10 Giftstoffe im Haushalt!

Wir stecken mitten in der kalten Jahreszeit. Draußen ist es ungemütlich und wir ziehen uns in unsere vier Wände zurück! Vielleicht geht es euch wie mir und ihr freut euch auch auf die dunkle Jahreszeit – auf lange Abende und verschlafene Samstage.

Doch wie sicher ist euer Zuhause für die Kleinsten? Vor einiger Zeit habe ich euch im Blogbeitrag „Sicherheitsrundgang durch die Wohnung“ schon mit einigen Tipps zur Gefahrenminimierung versorgt.

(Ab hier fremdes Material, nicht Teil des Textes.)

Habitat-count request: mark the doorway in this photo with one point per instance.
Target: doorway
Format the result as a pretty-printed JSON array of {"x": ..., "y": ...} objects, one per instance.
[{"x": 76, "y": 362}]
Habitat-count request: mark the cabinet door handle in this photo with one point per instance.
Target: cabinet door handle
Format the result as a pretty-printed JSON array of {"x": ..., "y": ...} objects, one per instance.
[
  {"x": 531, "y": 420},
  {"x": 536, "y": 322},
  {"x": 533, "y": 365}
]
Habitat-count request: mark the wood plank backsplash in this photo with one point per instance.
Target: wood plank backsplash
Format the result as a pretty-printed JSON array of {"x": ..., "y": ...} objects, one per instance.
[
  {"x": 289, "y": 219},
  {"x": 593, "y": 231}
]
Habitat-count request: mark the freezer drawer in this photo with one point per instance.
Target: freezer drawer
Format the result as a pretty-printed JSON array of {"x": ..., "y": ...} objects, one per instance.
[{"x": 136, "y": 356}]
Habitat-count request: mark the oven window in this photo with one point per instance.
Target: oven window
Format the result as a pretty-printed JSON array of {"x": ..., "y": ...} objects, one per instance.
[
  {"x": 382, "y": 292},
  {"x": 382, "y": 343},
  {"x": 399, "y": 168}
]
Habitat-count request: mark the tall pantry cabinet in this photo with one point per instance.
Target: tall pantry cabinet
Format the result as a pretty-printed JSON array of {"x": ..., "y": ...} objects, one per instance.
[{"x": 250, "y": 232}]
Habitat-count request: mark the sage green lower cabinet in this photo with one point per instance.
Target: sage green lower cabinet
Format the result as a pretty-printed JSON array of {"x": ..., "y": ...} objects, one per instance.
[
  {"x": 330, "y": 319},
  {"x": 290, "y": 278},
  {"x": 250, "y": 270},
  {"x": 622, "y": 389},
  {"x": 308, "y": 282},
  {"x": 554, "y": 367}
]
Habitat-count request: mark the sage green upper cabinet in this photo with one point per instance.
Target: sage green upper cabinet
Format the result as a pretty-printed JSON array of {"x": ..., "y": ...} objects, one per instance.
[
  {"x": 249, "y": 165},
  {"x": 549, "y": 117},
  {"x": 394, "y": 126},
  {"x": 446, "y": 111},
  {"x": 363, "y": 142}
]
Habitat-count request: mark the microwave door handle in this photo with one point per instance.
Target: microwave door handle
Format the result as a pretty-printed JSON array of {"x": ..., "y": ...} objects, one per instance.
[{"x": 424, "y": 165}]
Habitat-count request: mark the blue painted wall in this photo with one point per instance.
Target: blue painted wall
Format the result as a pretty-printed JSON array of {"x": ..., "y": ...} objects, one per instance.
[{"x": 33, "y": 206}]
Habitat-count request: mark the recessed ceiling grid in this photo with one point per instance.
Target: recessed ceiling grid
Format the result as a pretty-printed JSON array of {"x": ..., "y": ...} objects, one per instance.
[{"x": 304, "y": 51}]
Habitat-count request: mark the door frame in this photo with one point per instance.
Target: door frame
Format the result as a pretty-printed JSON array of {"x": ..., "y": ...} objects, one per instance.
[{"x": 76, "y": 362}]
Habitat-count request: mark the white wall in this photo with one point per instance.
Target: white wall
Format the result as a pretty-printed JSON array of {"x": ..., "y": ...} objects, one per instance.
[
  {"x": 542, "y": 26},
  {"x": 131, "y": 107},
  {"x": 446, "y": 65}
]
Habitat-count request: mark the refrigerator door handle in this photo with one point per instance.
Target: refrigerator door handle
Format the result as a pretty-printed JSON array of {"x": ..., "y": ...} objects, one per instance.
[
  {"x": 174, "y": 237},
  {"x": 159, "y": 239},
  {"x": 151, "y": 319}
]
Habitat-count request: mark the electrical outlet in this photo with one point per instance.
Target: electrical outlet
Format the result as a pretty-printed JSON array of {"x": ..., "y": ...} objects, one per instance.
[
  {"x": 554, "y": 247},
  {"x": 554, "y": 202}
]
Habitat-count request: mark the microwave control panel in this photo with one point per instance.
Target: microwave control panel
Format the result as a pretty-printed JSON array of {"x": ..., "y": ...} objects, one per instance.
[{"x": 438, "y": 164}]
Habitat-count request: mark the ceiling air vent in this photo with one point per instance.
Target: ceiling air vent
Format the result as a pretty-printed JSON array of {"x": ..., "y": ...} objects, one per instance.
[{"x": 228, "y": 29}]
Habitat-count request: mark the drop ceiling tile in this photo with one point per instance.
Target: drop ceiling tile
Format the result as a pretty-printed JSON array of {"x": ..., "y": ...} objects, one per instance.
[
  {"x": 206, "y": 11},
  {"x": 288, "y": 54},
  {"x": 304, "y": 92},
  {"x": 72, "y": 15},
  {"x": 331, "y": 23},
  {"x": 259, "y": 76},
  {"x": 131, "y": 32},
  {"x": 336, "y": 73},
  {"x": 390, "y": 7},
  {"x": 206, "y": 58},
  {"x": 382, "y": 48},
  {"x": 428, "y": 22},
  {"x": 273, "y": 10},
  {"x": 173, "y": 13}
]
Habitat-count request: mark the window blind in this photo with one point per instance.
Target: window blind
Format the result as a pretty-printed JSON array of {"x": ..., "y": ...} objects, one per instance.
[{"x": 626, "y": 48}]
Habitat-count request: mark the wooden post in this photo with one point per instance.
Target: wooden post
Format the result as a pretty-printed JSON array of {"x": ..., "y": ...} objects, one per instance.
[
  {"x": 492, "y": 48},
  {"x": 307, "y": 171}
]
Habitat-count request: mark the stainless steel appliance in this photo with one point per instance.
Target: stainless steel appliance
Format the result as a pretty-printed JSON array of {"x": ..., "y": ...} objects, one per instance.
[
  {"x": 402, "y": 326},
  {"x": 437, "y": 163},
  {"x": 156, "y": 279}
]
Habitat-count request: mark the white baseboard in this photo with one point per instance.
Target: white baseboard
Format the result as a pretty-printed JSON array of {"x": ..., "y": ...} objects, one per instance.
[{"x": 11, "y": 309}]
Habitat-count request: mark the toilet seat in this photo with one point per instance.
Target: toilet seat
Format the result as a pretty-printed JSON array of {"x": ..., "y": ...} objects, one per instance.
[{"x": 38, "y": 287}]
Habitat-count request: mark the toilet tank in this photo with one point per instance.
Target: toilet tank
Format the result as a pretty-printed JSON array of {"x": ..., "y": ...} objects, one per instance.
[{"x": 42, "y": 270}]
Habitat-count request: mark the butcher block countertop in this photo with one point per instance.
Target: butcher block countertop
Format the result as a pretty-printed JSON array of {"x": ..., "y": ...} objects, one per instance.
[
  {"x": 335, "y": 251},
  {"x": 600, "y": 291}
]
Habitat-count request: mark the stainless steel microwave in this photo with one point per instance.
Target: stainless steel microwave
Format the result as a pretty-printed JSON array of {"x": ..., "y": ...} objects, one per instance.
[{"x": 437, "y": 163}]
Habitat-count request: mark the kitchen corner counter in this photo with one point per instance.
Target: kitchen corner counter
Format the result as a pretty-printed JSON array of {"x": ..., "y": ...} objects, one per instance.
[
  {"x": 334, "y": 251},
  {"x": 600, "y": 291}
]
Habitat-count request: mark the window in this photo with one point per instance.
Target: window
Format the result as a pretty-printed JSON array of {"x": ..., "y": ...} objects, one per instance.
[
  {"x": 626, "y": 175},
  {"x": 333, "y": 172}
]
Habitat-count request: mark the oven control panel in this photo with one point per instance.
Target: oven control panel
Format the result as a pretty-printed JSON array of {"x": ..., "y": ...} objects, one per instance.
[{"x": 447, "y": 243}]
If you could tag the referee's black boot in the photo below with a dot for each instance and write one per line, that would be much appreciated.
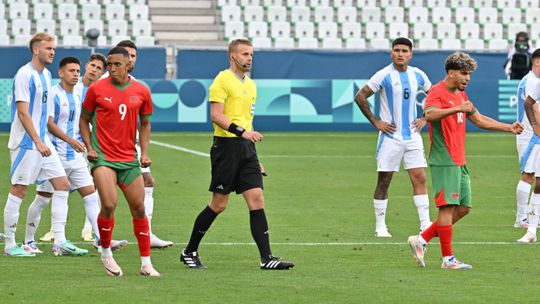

Heute geht’s um Giftstoffe. Die lagern wir in Hülle und Fülle und daher lohnt es sich, einen genauen Blick in ALLE Ecken zu werfen und Risiken auszumerzen! Kinder im Alter von ein bis drei Jahren sind aufgrund ihrer Entwicklung besonders gefährdet. In dieser Altersspanne erkunden sie ihre Umwelt durch Tasten, Schmecken und In-den-Mund-Nehmen. Erst mit drei bis vier Jahren sind sie in der Lage, Lebensmittel von anderen Stoffen zu unterscheiden.

 

Die häufigsten Vergiftungsursachen im Haushalt sind:

1. Reinigungsmittel:

Daher auf möglichst viele harte Putzmittel verzichten, verwendet stattdessen Mikrofasertücher – diese machen Reinigungsmittel bzw. Haushalts-Chemikalien überflüssig.

2. Medikamente:

Immer außer Reichweite von Kindern aufbewahren. Medikamente müssen an einem trockenen, temperaturstabilen Ort aufbewahrt werden (nicht in der Küche oder im Bad). Tipp: in einem festen Karton im oberen Teil des elterlichen Kleiderschranks aufbewahren.

3. Pflanzen:

Zu den besonders giftigen Zimmerpflanzen zählen:

  • Amaryllis
  • Blauer Eisenhut
  • Dieffenbachie
  • Engelstrompete
  • Hakenlilie
  • Japanisches Pfaffenhütchen
  • Kolbenfaden
  • Ritterstern

4. Rauchen:

Tabakrauch enthält rund 4.000 verschiedene chemische Substanzen, 40 davon sind krebserregend. Denkt daran, auch wenn ihr auf dem Balkon raucht, setzen sich die Giftstoffe in eurer Kleidung fest – in eurem Pulli, in eurer Jacke!

5. Geschirrspüler:

Im Geschirrspüler tummeln sich Schimmelpilze. Besonders unter Gummiabdichtungen fühlen sie sich pudelwohl! Daher sollte mindestens ein Mal in der Woche ein Waschgang bei mindestens 65°Grad durchgeführt werden.

6. Raumdüfte:

Bei Stichproben wurden in 80% der getesteten Raumdüfte zu hohe Mengen an Limonen-Konzentrat festgestellt. Dieser Aromastoff steht im Verdacht, Allergien auszulösen – daher den Duft am besten weglassen und einfach mal das Fenster aufreißen!

7. Beleuchtung:

Energiesparlampen enthalten ca. 3,5- 5 mg Quecksilber. Wenn die Leuchtmittel zerbrechen, setzt sich das quecksilberhaltige Gas auf dem Boden – im Krabbel- und Spielbereich der Lüdden – ab!

8. Fieberthermometer:

Analoge Fieberthermometer enthalten ca. 1 mg Quecksilber. Gift-frei und präziser arbeiten digitale Fieberthermometer.

9. Kinderspielzeug:

Plastikspielzeug für Kinder sollte stets aus Polyethylen oder Polypropylen hergestellt sein (PE oder PP). Spielzeug aus PVC enthält bedenkliche Weichmacher, die gesundheitsschädlich sein können. Bei importiertem Billig-Spielzeug werden gültige Vorschriften oft nicht eingehalten.

10. Gartenfackeln:

Das dafür benötigte Lampenöl bzw. Petroleum ist tödlich. Bereits kleinste Mengen davon lassen die Lunge in sich zusammenfallen, jede Hilfe kommt dann meist zu spät.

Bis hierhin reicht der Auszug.